Swedish actress and film director

Ebba Johanna Bergman Lindkvist, also Lindqvist, (1882–1942) was a Swedish actress and film director.

In 1910 she directed the short drama, Värmländingarna, which premièred in Sweden on 27 October 1910. As a result, she is considered the first woman to have become a film director in Sweden, creating her first film the year before Anna Hofman-Uddgren's Stockholmsfrestelser was premièred on 27 April 1911. She would chronologically be the second female feature film director in the world after Alice Guy-Blaché having debuted as a film maker in 1910, one year before both Anna Hofman-Uddgren and Luise Fleck.

==Biography==
Born on 10 March 1882 in Stockholm, Ebba Johanna Bergman was the daughter of Emma Augusta Charlotta, née Brobeck, and Gustaf Edvard Bergman. The second of four children, she studied song and drama with the opera singer Bertha Tammelin (1836–1915) and the actor Emil Hillberg (1852–1929). She went on to work as an actress in both travelling and municipal theatres. In May 1907, she married Victor Lindkvist with whom she opened a singing and drama school in Malmö in 1910.
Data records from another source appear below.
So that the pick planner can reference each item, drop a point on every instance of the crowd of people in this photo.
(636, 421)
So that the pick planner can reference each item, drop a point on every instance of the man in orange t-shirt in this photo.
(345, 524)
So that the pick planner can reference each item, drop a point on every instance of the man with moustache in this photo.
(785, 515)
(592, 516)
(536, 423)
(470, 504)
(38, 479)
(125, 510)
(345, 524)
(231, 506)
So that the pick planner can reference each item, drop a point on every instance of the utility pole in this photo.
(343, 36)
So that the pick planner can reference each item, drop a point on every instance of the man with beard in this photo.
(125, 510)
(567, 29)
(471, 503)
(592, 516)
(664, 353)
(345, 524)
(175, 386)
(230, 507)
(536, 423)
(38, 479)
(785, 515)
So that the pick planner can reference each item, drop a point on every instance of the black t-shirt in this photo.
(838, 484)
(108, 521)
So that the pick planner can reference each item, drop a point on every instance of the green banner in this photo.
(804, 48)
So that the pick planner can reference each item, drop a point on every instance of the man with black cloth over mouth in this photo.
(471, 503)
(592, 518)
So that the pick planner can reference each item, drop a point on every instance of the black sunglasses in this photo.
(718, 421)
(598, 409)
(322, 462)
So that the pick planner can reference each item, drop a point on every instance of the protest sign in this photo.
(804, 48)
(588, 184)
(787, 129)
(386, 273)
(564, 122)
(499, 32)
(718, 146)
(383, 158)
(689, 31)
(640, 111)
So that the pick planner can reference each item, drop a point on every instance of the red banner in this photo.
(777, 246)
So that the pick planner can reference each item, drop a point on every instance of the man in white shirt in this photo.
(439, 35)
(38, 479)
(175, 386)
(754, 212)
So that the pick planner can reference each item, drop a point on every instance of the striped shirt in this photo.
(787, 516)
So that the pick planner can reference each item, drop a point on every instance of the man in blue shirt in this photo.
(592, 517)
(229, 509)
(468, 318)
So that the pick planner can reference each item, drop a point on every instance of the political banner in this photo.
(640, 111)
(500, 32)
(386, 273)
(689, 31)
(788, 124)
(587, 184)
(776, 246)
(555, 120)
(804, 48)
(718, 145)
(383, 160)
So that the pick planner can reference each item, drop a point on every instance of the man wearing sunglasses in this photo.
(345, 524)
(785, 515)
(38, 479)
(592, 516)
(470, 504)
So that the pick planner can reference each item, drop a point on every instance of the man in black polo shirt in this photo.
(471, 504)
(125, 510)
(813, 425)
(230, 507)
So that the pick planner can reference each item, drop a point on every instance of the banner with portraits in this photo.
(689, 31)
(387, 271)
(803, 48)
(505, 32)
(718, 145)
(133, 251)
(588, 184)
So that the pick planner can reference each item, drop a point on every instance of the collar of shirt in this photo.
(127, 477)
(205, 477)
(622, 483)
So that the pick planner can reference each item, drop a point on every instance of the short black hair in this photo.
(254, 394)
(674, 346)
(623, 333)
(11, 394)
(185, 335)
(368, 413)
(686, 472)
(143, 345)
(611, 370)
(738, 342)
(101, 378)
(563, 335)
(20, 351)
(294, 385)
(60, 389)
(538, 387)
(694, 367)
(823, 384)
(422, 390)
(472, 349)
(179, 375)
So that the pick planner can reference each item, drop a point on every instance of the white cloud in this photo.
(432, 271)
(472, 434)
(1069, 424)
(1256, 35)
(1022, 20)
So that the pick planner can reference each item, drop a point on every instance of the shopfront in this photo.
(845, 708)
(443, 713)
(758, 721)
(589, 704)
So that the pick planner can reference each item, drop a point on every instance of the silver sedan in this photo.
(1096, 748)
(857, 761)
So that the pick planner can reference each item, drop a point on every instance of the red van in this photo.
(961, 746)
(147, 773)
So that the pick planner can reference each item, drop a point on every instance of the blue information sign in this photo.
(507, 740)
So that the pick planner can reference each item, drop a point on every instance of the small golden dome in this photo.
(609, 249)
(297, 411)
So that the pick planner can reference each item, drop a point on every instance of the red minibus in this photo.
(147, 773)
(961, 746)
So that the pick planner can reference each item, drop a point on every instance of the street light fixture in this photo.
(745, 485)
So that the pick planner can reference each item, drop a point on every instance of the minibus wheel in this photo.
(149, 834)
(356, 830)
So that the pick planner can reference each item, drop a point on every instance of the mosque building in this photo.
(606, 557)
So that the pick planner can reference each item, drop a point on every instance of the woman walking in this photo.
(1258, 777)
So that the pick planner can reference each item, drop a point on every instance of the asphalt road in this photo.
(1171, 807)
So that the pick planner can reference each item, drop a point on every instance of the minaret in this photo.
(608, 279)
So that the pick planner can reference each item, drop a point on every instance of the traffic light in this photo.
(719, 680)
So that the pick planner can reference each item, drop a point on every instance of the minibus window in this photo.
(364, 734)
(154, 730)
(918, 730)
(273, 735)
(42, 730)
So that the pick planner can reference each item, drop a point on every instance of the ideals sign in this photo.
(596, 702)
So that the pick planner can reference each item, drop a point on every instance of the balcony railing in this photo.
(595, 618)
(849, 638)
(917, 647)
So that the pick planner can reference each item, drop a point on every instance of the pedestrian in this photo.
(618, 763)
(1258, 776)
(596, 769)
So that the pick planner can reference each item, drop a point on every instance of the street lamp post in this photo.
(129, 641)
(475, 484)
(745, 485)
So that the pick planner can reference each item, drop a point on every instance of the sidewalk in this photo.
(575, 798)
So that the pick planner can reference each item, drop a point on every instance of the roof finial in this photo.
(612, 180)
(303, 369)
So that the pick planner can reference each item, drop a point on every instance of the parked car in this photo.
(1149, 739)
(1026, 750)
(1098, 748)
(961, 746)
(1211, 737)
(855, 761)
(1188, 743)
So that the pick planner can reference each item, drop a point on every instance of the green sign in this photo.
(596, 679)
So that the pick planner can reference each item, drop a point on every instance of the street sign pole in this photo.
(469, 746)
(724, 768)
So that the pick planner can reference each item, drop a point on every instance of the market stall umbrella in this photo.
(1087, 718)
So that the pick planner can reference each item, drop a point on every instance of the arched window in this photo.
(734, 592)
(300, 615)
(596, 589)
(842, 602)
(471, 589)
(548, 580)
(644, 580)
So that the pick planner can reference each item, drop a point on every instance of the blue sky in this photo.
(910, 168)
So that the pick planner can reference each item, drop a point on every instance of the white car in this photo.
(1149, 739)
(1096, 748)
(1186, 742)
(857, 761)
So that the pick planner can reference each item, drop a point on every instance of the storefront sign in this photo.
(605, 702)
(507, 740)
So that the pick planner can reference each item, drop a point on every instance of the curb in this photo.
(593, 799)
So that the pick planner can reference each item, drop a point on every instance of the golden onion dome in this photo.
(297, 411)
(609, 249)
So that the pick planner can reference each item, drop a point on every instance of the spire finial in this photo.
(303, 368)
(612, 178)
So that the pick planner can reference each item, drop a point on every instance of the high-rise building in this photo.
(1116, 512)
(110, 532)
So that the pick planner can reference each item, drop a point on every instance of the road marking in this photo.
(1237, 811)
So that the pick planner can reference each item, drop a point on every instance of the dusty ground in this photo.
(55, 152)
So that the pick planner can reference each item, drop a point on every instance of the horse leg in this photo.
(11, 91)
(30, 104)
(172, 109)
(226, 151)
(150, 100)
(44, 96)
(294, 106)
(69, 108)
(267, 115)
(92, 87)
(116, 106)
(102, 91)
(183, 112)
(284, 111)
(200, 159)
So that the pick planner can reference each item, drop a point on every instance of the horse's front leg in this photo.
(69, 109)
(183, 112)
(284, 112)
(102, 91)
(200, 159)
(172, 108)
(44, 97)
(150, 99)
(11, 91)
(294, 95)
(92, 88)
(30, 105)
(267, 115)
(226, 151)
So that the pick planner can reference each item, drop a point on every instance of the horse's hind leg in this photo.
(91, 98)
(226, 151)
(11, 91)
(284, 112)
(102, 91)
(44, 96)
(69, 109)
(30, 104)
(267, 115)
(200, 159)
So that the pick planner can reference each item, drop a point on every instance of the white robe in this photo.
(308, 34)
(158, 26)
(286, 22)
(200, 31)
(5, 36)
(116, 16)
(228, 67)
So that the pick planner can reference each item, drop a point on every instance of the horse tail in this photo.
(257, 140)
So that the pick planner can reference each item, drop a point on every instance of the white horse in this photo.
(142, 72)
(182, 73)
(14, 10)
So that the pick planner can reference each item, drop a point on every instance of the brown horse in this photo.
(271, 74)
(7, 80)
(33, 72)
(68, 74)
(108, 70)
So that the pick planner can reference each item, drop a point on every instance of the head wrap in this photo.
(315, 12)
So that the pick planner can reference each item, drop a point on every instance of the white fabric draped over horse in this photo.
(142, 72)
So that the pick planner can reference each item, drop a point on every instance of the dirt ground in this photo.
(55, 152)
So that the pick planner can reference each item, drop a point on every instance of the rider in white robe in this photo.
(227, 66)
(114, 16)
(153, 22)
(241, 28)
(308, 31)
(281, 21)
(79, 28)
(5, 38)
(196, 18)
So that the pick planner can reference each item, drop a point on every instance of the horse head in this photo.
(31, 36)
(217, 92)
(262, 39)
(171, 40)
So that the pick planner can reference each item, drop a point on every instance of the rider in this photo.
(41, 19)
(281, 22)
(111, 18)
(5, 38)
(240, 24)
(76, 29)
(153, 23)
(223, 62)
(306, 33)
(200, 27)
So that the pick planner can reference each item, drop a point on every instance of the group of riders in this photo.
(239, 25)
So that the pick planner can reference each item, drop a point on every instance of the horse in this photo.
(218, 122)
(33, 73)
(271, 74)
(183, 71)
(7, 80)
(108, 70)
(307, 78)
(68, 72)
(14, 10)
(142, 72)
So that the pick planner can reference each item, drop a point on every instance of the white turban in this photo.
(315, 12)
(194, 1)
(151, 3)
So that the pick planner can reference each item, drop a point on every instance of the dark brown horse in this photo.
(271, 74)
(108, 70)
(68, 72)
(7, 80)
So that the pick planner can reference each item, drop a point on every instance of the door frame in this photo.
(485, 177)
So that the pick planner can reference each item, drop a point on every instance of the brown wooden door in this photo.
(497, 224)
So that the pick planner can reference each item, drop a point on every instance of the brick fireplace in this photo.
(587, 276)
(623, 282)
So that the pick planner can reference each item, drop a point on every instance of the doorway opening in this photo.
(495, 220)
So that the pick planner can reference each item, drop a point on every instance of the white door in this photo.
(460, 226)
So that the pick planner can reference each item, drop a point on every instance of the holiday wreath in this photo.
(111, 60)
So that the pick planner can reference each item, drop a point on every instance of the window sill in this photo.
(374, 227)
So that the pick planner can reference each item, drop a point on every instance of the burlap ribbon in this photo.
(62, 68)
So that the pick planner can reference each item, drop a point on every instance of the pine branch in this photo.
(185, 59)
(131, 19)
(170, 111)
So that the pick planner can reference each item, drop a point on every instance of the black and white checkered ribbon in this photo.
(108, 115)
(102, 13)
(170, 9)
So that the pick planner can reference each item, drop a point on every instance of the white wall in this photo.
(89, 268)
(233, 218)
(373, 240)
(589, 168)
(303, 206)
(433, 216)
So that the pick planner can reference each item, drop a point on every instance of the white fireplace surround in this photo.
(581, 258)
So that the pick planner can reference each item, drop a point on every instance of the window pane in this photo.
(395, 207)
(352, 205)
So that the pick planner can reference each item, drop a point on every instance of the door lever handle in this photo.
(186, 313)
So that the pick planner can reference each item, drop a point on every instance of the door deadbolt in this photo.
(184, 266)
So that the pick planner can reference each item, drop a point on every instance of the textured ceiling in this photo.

Surviving footage from Värmlänningarna (1910)

In October 1910, Lindkvist's version of Fredrik August Dahlgren's play Värmlänningarna was released, an earlier version by Carl Engdahl having been premièred in January the same year. She therefore preceded Anna Hofman-Uddgren as Sweden's first female director, even if her film was technically less professional than Hofman-Uddgren's. Lindkvist herself performed in the film.

Suffering from pneumonia, Ebba Lindkvist died on 5 June 1942 at a clinic in Växjö in the south of Sweden.

It was not until 2016 that she was recognized as Sweden's first film director. The Ebba Award, presented to a female director, photographer, screenwriter, or editor from Skåne is named after her.